Plus particulièrement, pour les hommes les constats suivants ont été établis :

  • Les hommes masculins ont montré une attitude « maternante » peu développée et ils se sont montrés faibles dans le domaine « expressif ».
  • Les hommes androgynes ne se sont pas mis dans un comportement d’évitement des tâches étiquetées féminines. Ils ont été capables de mettre en œuvre à la fois le domaine « instrumental » et « expressif ».
  • Les hommes féminins se sont montrés faibles dans le domaine « instrumental ».

Pour les hommes et les femmes sex-typés, la conformité au groupe de sexe limite le comportement.
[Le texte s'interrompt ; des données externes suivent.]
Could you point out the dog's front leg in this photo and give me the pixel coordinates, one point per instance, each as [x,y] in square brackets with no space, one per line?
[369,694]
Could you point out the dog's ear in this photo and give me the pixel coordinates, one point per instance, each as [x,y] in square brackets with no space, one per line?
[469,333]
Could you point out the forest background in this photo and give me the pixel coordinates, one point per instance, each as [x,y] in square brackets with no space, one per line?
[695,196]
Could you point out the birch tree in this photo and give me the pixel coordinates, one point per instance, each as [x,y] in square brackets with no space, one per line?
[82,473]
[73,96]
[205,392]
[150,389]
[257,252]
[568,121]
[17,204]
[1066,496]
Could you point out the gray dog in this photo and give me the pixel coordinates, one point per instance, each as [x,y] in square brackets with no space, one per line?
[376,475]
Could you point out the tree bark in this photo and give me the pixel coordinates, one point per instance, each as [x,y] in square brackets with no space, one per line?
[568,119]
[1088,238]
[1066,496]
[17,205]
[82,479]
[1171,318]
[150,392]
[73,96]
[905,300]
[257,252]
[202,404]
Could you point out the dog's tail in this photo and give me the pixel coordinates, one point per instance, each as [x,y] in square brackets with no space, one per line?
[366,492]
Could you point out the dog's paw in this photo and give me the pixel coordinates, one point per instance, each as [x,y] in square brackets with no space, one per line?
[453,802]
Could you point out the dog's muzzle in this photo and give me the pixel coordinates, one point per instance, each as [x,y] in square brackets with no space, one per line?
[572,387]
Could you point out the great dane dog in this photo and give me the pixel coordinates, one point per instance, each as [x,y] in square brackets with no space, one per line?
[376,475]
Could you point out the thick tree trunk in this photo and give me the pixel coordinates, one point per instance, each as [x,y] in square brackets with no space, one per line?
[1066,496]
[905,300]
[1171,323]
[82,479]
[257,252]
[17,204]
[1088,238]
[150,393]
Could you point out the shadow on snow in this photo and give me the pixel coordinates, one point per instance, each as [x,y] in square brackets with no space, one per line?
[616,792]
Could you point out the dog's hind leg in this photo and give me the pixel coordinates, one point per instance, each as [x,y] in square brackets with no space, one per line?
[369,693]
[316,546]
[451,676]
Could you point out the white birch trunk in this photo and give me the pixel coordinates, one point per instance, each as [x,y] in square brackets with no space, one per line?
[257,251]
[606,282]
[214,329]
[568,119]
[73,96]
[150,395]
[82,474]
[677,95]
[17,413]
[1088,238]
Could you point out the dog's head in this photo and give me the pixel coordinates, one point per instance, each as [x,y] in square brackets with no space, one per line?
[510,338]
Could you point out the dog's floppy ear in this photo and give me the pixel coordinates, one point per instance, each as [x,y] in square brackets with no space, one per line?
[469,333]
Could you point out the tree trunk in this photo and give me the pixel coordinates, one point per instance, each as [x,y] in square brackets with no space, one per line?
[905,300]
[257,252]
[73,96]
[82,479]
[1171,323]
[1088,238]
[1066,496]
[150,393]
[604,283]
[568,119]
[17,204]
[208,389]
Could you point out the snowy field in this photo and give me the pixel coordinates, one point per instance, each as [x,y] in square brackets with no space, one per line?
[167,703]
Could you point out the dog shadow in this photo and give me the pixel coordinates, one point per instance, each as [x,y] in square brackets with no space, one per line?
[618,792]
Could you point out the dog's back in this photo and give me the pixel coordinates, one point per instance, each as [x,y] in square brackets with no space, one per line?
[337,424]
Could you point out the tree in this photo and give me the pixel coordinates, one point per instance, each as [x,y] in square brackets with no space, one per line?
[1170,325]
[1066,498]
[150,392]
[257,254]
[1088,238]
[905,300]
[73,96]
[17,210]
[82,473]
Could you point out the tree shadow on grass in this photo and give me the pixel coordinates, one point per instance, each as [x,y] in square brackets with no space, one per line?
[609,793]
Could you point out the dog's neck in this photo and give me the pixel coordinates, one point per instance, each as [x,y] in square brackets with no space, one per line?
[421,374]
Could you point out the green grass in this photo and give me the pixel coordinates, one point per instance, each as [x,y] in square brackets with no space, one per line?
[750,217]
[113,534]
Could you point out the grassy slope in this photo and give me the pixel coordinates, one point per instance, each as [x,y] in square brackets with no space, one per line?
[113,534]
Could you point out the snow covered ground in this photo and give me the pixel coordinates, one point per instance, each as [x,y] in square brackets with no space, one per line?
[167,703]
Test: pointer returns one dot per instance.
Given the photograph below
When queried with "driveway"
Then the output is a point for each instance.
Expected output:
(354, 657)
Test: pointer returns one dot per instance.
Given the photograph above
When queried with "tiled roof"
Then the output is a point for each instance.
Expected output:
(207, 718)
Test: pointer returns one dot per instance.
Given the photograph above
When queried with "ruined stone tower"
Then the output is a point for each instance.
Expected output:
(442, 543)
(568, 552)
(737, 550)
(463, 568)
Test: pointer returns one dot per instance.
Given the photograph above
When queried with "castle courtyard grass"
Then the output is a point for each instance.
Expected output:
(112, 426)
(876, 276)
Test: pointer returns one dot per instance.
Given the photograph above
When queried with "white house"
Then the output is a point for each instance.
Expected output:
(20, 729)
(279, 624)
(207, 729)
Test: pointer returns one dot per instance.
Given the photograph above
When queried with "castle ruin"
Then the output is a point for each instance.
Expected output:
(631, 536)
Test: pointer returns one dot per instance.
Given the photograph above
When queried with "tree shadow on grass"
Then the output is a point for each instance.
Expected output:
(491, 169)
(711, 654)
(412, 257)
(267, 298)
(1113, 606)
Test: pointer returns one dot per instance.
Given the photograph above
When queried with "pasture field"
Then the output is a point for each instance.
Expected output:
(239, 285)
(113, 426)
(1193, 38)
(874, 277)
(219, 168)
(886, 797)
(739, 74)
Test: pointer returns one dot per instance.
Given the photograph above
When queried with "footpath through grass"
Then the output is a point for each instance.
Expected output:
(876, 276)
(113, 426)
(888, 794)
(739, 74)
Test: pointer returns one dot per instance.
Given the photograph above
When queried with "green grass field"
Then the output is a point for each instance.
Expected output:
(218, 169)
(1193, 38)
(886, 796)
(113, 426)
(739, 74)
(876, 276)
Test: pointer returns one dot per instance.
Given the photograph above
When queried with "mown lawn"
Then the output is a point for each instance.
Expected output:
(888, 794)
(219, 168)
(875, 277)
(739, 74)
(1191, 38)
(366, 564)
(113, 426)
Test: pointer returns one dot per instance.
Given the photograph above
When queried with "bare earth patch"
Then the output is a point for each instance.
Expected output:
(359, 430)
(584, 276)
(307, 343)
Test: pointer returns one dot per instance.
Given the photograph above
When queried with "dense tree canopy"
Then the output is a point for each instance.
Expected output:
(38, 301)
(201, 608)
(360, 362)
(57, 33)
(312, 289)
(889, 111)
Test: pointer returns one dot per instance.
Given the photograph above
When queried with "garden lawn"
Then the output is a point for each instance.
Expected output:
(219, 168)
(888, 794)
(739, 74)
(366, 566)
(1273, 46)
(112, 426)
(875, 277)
Les hommes et les femmes masculins manifestent beaucoup d’indépendance. Les hommes et les femmes féminins ont montré une grande propension à l’attitude maternante.

Tableau 1 : Synthèse des orientations instrumentales versus expressives des femmes et des hommes selon leur genre.
Sexe Femmes Hommes
Genre M F A M F A
Situations féminines Oui Non Oui Non   Oui
Situations masculines     Oui      
Situations expressives Non   Oui Non   Oui
Situations instrumentales   Non Oui   Non  
Attitude maternante   Oui     Oui  

Notes
343.

Fontayne, P. (1999). Motivation et activités physiques et sportives : l’influence du sexe et du genre sur la pratique du sport et de l’EP. Thèse STAPS non publiée, Université Paris Sud Orsay.

344.

Hurtig, M-C. et Pichevin, M-F. (1986). Déjà cité. (p.296).

D’autres traductions françaises ont été effectuées : Alain, 1987 ; Durand-Delvigne, 1992 ; Gana, 1995.

345.

Tostain, M. (1993). Androgynie psychologique et perception de la déviance : aspects développementaux. Revue Internationale de Psychologie Sociale, 6, 87-104.

346.

Fontayne, P. (1999). Déjà cité.

347.

Les individus de genre sex-typés (néologisme français pour sex-typed) ont une adéquation entre le sexe et le genre, i.e. les hommes masculins, les femmes féminines. Les individus dont les caractéristiques de genre sont opposées au sexe biologique sont dits cross-typés (néologisme français pour cross-typed), i.e. les hommes féminins et les femmes masculines.